Spanning 125 years, Art and Queer Culture is the first major historical survey to consider the ways in which the codes and cultures of homosexuality have provided a creative resource for visual artists. Attempts to trouble the conventions of gender and sexuality, to highlight the performative aspects of identity and to oppose the tyranny of the normal are all woven into the historical fabric of homosexuality and its representation. From Oscar Wilde to Ryan Trecartin, from the molly houses of eighteenth-century London to the Harlem drag balls of the 1920s, the flamboyant refusal of social and sexual norms has fuelled the creation of queer art and life throughout the modern period.
Although the book proceeds in a chronological fashion, it does not propose a progressive narrative in which homosexuals become increasingly adept at negotiating the circumstances of censorship and overcoming the terms of stigma and invisibility. The dialogue between art and queer culture does not move towards ever more affirmative images of equality and dignity. Rather than countering homophobia with ‘positive’ images of assimilation, many of the artists and photographers featured in this book draw upon, and even draw out, the deviant force of homosexuality.
Art and Queer Culture includes not only pictures made and displayed under the rubric of fine art but also those intended for private, underground or otherwise restricted audiences. Scrapbooks, amateur artworks, cartoons, bar murals, anonymous photographs, activist posters – all appear in its pages, as do paintings, sculptures, art photographs and video installations. Writing queer culture into the history of art means redrawing the boundaries of what counts as art as well as what counts as history. It means searching for cracks in the partition that separates ‘high’ art from ‘low’ culture and in the divide between public achievement and private life.

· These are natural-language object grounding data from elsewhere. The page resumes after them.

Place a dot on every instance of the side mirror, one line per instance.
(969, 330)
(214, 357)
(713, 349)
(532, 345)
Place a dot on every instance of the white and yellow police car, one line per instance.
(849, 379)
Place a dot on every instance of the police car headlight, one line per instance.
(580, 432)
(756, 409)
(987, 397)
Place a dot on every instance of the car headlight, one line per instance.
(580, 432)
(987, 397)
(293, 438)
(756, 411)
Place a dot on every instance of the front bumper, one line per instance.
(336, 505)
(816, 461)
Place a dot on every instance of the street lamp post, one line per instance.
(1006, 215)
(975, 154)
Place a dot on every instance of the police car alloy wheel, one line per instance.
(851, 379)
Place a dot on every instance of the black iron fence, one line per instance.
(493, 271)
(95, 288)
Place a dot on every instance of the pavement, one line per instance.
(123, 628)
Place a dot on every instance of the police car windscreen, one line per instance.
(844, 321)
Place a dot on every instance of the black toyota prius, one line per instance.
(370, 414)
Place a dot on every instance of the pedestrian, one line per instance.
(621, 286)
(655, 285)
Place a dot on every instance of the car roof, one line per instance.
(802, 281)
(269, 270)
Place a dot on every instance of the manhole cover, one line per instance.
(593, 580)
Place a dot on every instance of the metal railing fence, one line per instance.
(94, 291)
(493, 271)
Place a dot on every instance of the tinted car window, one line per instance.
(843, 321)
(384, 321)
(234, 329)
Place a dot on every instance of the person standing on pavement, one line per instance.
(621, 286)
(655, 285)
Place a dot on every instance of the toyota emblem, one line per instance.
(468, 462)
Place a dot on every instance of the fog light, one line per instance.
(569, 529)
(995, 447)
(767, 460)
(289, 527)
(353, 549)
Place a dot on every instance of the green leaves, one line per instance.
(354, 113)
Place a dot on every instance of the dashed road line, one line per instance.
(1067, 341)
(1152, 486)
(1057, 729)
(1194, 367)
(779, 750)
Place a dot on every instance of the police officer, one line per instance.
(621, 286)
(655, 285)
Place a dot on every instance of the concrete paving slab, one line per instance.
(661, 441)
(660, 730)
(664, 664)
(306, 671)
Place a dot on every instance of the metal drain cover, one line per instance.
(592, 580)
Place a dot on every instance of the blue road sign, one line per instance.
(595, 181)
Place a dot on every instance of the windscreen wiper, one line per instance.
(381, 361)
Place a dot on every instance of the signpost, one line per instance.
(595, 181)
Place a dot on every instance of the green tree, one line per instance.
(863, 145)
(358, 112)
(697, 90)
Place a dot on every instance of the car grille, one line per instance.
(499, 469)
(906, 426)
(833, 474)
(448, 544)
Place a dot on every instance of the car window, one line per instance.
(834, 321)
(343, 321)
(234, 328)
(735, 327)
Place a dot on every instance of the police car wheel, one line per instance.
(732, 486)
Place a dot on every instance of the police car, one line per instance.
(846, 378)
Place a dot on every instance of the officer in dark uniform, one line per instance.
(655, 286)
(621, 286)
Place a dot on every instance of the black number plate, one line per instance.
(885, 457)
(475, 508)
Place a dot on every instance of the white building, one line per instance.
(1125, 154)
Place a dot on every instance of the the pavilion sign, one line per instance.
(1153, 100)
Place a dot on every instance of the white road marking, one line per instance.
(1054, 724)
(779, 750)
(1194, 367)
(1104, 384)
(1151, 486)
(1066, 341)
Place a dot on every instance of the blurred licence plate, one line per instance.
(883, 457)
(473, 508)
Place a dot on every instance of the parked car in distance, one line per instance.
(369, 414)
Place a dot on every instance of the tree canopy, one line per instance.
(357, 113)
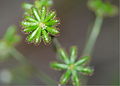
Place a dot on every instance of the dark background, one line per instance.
(75, 18)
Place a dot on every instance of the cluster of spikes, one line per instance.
(39, 22)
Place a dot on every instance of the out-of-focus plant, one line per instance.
(74, 68)
(39, 23)
(8, 42)
(19, 75)
(101, 10)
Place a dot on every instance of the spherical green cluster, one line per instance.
(41, 24)
(72, 67)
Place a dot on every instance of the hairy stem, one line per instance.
(93, 36)
(44, 77)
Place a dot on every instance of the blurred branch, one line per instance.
(93, 36)
(44, 77)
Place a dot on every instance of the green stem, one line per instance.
(44, 77)
(93, 36)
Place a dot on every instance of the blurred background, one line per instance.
(76, 19)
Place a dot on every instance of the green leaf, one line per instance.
(73, 54)
(85, 70)
(65, 77)
(63, 55)
(46, 37)
(52, 31)
(36, 13)
(83, 61)
(26, 6)
(58, 66)
(75, 79)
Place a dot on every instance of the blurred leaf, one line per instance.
(10, 36)
(40, 3)
(21, 74)
(102, 8)
(8, 42)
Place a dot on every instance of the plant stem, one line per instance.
(56, 43)
(93, 36)
(44, 77)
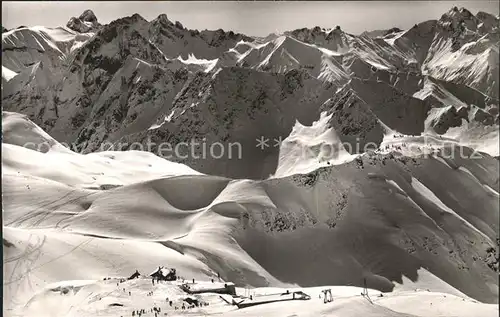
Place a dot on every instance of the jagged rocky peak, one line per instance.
(458, 17)
(316, 34)
(86, 22)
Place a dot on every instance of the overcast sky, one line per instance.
(252, 18)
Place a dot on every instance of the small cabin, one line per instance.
(219, 288)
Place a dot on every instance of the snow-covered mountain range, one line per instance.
(408, 200)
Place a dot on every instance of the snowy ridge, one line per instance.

The inclusion of the word ‘queer’ in the title is a considered choice. No single word can accommodate the sheer expanse of cultural practices that oppose normative heterosexuality. In its shifting connotation from everyday parlance to phobic epithet to defiant self-identification, ‘queer’ offers more generous rewards than any simple inventory of sexual practices or erotic object choices.
The editors of Art and Queer Culture, Catherine Lord and Richard Meyer, have assembled a complete overview of the subject in three sections. Their definitive Survey essay recounts in detail the ways in which art has constructed, contested or otherwise responded to alternative forms of sexuality, from the emergence of homosexuality as an identity in the late nineteenth century to the pioneering ‘genderqueers’ of the early twenty-first. The Works section presents large full-colour images of over 250 key artworks, each accompanied by an informative caption. And the Documents section provides a generous archive of primary and secondary texts, including artist’s statements, exhibition reviews, personal manifestos, sociological essays and critical writings. The extensive back matter includes biographies of all the artists and authors plus a full bibliography.